GSC co-champion
- Conference: Gulf States Conference
- Record: 7–2 (4–1 GSC)
- Head coach: Les DeVall (5th season);
- Home stadium: Wildcat Stadium

= 1961 McNeese State Cowboys football team =

American college football season

The 1961 McNeese State Cowboys football team was an American football team that represented McNeese State College (now known as McNeese State University) as a member of the Gulf States Conference (GSC) during the 1961 college football season. In their fifth year under head coach Les DeVall, the team compiled a 7–2 (4–1 in conference games), tied for the GSC championship, and outscored opponents by a total of 207 to 85.

The team played its home games at Wildcat Stadium in Lake Charles, Louisiana.

==Schedule==

| Date | Opponent | Site | Result | Attendance | Source |
| September 16 | Pensacola NAS* | Wildcat Stadium; Lake Charles, LA; | W 24–6 | 6,000 |  |
| September 30 | Louisiana Tech | Wildcat Stadium; Lake Charles, LA; | L 16–21 | 7,500–8,000 |  |
| October 7 | Arlington State* | Wildcat Stadium; Lake Charles, LA; | L 19–22 | 5,500 |  |
| October 14 | at Northeast Louisiana State | Brown Stadium; Monroe, LA; | W 7–0 | 4,500–4,800 |  |
| October 21 | at Instituto Politécnico Nacional* | Estadio Olímpico Universitario; Mexico City, Mexico; | W 60–8 | 30,000 |  |
| October 28 | at Louisiana College* | Alumni Stadium; Pineville, LA; | W 7–6 | 6,000 |  |
| November 4 | at Northwestern State | Demon Stadium; Natchitoches, LA (rivalry); | W 28–14 | 7,000 |  |
| November 11 | No. 3 Southeastern Louisiana | Wildcat Stadium; Lake Charles, LA; | W 21–8 | 7,400 |  |
| November 18 | at Southwestern Louisiana | McNaspy Stadium; Lafayette, LA (rivalry); | W 25–0 | 6,000 |  |
*Non-conference game; Rankings from AP Poll released prior to the game;

==Statistics==
The Cowboys gained 2,666 yards of total offense (296.2 per game) consisting of 1,476 rushing yards (164.0 per game) and 1,190 passing yards (132.2 per game). On defense, they allowed opponents to gain 1,836 yards (204.1 per game), including 1,085 rushing yards (120.6 per game) and 752 passing yards (83.6 per game).

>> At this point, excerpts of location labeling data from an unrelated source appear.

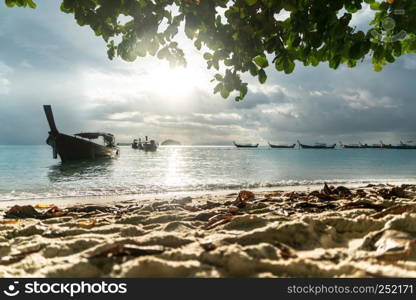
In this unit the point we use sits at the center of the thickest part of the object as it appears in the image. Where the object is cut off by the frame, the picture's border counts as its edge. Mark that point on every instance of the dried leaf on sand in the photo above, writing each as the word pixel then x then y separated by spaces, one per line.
pixel 129 250
pixel 87 224
pixel 395 210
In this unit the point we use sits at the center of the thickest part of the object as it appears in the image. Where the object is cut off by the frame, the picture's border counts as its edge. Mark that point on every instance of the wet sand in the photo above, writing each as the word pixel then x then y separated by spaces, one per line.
pixel 320 232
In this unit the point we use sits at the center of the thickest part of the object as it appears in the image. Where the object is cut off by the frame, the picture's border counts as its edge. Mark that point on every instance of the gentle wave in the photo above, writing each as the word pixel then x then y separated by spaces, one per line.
pixel 66 193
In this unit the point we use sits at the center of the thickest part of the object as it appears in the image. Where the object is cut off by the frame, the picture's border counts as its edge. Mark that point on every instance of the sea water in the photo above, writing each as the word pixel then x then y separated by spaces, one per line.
pixel 28 172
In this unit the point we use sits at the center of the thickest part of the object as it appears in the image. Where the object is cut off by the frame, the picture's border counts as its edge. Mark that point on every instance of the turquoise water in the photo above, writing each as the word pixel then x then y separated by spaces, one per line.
pixel 30 172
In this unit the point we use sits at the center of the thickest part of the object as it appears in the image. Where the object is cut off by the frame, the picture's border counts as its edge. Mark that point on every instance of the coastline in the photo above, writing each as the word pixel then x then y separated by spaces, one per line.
pixel 299 231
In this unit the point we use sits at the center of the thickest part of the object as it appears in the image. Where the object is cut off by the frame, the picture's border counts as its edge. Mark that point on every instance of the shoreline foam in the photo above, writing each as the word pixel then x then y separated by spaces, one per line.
pixel 289 233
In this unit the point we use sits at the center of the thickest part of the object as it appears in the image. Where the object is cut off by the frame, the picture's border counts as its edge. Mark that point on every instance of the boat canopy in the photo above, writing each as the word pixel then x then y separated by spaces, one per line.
pixel 108 137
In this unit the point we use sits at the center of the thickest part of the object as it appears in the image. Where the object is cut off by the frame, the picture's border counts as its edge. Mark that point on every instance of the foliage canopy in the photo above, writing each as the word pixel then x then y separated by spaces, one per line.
pixel 242 36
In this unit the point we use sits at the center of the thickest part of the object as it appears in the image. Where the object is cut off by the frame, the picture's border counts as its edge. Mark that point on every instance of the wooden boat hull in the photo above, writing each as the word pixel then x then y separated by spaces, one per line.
pixel 282 146
pixel 402 147
pixel 317 146
pixel 70 148
pixel 352 147
pixel 149 147
pixel 245 146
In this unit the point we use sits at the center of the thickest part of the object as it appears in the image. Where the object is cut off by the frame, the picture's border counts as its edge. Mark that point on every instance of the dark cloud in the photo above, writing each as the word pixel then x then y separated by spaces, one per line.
pixel 46 58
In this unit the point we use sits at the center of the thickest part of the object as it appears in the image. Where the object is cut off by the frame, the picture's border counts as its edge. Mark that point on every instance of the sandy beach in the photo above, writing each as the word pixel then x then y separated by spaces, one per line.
pixel 328 231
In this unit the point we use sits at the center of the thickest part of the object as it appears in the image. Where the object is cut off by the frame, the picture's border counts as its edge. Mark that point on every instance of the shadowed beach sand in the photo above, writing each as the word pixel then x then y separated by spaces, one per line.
pixel 327 232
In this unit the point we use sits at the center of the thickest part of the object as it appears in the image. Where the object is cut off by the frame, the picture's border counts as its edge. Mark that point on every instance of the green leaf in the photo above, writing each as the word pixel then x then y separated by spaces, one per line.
pixel 261 61
pixel 31 4
pixel 262 76
pixel 251 2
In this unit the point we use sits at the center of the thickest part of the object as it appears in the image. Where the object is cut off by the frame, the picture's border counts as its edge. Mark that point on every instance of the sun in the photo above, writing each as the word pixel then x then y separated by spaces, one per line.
pixel 171 82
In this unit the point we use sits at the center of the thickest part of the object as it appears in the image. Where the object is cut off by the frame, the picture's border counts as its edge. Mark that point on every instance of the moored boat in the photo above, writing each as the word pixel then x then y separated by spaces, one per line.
pixel 245 145
pixel 350 146
pixel 149 146
pixel 317 146
pixel 282 146
pixel 404 146
pixel 372 146
pixel 79 146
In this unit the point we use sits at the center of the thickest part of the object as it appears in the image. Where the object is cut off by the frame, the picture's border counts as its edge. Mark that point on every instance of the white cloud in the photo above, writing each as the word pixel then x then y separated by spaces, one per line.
pixel 362 99
pixel 4 86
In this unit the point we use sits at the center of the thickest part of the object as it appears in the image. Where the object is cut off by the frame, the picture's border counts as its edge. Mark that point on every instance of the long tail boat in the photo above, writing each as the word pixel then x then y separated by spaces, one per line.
pixel 245 145
pixel 282 146
pixel 135 144
pixel 317 146
pixel 79 146
pixel 403 146
pixel 149 146
pixel 351 146
pixel 372 146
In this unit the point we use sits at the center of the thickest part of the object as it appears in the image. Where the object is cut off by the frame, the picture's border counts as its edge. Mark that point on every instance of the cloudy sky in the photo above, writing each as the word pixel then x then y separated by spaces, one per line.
pixel 46 58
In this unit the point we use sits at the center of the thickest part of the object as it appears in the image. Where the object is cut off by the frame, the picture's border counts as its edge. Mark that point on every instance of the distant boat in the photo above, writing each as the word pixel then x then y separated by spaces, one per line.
pixel 404 146
pixel 317 146
pixel 78 147
pixel 372 146
pixel 149 146
pixel 351 146
pixel 282 146
pixel 245 145
pixel 170 143
pixel 135 144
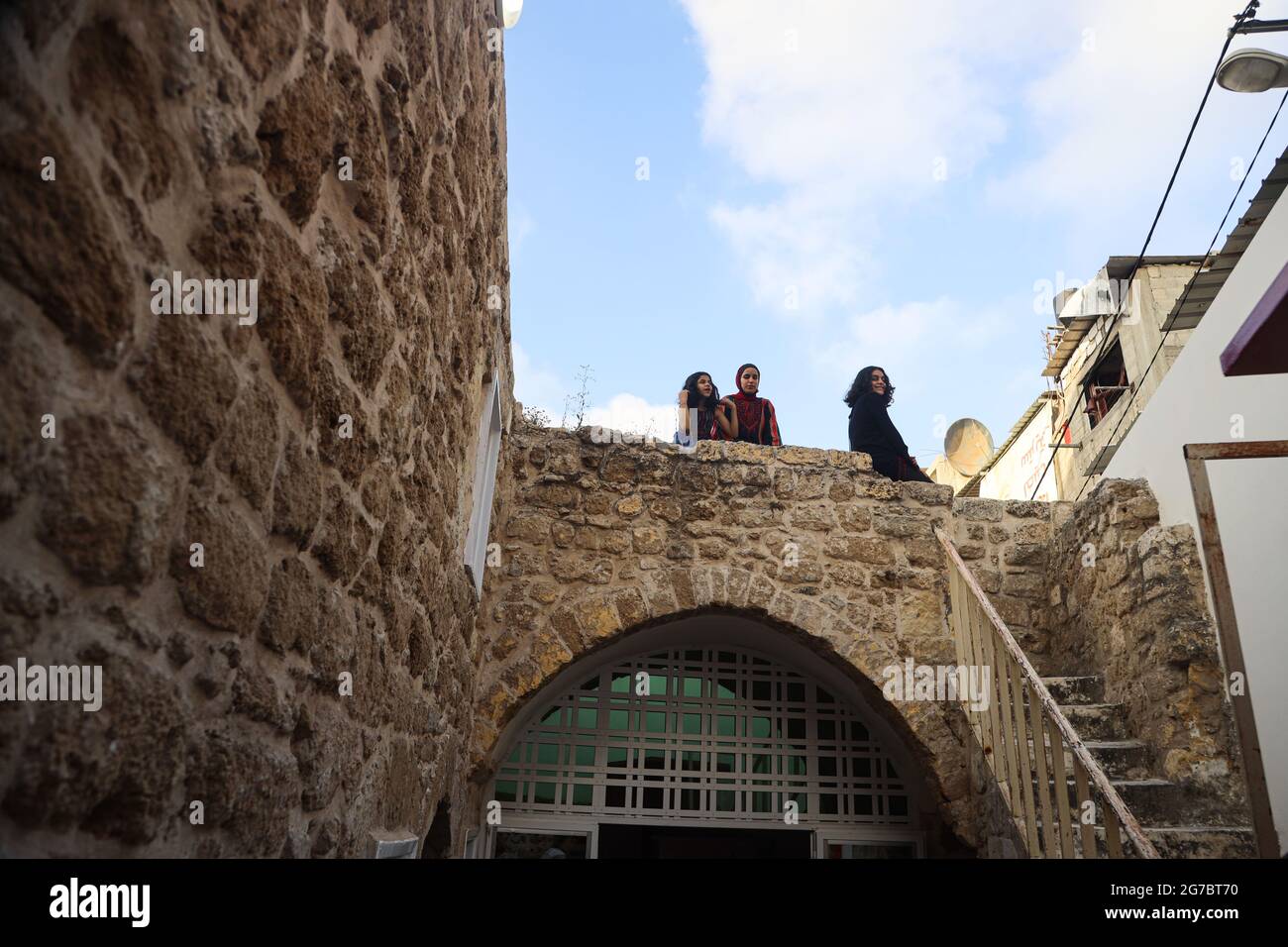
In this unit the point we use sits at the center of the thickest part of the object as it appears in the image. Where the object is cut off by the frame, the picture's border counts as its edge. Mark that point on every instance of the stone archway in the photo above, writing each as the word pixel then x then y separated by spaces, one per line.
pixel 928 735
pixel 600 540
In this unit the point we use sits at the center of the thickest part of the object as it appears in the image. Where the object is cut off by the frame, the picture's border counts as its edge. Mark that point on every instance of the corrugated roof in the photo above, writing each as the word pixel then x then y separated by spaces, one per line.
pixel 1076 326
pixel 1203 286
pixel 971 487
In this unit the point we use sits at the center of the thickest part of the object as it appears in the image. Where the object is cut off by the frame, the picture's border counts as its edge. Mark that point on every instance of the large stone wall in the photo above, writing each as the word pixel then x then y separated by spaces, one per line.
pixel 603 539
pixel 128 436
pixel 1127 600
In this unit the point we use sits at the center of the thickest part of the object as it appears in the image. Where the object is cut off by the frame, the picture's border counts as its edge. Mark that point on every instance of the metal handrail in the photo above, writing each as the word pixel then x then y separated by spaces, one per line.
pixel 1003 729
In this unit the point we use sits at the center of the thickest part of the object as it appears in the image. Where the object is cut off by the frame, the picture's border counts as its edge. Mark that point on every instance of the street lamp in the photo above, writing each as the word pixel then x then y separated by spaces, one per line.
pixel 1253 69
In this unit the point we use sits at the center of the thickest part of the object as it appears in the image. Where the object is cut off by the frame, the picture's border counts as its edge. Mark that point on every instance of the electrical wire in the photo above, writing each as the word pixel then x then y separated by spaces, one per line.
pixel 1249 12
pixel 1190 283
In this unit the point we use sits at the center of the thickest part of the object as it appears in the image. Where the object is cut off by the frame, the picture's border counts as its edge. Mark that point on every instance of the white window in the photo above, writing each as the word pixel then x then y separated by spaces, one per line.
pixel 484 484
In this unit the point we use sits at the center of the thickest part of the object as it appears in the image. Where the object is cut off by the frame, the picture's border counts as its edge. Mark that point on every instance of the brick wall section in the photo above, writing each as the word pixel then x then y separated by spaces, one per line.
pixel 601 539
pixel 1136 611
pixel 1006 544
pixel 322 554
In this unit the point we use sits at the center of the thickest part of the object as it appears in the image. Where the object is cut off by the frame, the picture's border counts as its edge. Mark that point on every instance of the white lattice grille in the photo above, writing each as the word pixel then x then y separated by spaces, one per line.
pixel 719 733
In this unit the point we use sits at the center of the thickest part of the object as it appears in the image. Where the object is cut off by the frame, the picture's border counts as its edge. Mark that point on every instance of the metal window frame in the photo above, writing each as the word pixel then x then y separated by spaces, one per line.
pixel 670 779
pixel 1228 628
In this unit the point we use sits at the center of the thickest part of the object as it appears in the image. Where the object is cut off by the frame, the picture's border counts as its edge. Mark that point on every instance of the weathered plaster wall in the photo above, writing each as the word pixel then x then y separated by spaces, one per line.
pixel 323 554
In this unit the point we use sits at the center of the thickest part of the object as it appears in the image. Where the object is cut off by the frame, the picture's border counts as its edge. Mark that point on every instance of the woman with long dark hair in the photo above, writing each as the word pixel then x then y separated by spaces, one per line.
pixel 755 419
pixel 871 429
pixel 700 399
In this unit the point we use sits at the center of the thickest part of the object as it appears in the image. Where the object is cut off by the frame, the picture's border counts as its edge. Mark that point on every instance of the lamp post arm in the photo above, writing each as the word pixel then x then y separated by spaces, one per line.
pixel 1260 26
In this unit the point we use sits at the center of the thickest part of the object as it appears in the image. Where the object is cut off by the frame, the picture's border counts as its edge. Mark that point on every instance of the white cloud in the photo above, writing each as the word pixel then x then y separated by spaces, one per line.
pixel 536 386
pixel 1109 116
pixel 542 389
pixel 520 227
pixel 631 414
pixel 845 108
pixel 840 112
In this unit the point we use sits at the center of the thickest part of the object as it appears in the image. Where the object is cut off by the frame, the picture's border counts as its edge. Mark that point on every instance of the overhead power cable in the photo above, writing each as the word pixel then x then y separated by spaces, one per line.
pixel 1248 13
pixel 1220 227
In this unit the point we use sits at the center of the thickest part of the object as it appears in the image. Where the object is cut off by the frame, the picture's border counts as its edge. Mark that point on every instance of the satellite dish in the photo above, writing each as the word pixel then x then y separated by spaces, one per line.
pixel 967 446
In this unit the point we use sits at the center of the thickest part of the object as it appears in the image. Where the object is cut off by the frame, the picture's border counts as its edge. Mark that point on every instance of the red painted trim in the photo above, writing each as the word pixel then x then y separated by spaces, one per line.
pixel 1261 344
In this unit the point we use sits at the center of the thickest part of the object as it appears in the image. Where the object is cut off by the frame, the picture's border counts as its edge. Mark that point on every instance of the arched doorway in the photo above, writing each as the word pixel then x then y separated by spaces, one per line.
pixel 706 737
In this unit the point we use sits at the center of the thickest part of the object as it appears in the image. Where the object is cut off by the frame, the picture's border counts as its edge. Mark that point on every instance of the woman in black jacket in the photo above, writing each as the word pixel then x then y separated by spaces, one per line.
pixel 872 432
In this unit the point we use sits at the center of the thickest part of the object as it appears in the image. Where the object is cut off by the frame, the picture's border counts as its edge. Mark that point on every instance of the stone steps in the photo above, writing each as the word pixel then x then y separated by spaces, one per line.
pixel 1179 841
pixel 1179 822
pixel 1121 759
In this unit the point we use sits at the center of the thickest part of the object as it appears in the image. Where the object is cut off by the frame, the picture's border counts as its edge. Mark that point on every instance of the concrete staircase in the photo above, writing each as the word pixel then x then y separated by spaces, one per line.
pixel 1180 823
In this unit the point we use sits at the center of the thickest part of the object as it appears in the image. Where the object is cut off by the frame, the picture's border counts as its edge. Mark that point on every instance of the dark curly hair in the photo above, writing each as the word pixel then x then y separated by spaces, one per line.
pixel 696 399
pixel 863 384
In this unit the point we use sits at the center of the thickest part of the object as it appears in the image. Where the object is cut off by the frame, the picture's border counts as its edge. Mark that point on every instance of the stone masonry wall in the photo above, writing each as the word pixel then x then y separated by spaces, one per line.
pixel 1127 599
pixel 128 436
pixel 601 539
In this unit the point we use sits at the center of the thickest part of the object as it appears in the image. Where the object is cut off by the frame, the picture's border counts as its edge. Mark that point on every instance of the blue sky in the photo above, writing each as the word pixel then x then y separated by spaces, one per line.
pixel 831 185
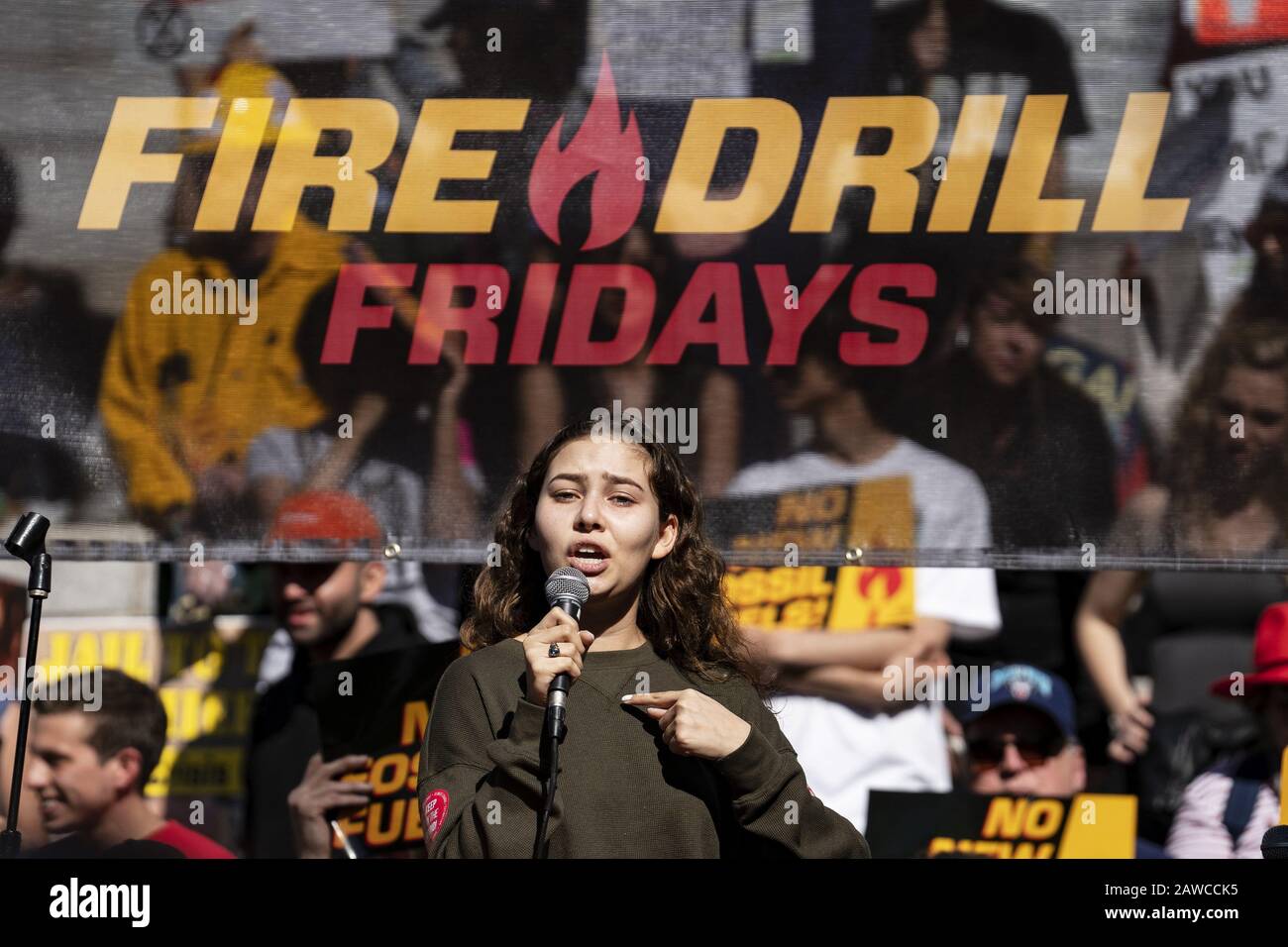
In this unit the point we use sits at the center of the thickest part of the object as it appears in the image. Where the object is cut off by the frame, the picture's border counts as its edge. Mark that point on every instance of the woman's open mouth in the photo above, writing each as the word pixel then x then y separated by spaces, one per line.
pixel 589 558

Senior quarterbacks Don Breaux and Nolan Viator led the offense. Breaux completed 55 of 103 passes for 713 yards with nine touchdowns and four interceptions. He also led the team with 724 yards of total offense. Viator completed 25 of 56 passes for 410 yards with four touchdowns and one interceptions. He also tallied 195 passing yards and ranked second on the team with 605 yards of total offense.

Fullback Don Bossier led the team with 499 rushing yards on 116 carries. He also led the team in scoring with 36 points on six touchdowns.

Halfback Lloyd Guillot ranked second in rushing with 248 yards on 46 carries, an average of 5.4 yards per carry.

End Jay Hebert set two school receiving records with 19 receptions and 292 yards. Halfback Charles Stevenson (15 receptions, 207 yards).

==Awards and honors==
Guard Johnny Steed received the "outstanding lineman" award in the Gulf Coast Conference, and Les DeVall was selected as the coach of the year. Four McNeese players were selected to the first team of the 1961 All-Gulf States Conference football team: quarterback Don Breaux; back Don Bossler; end Tom Sestak; and guard Johnny Steed. Two others were named to the second team: end Jay Hebert; and tackle Julius Fincke.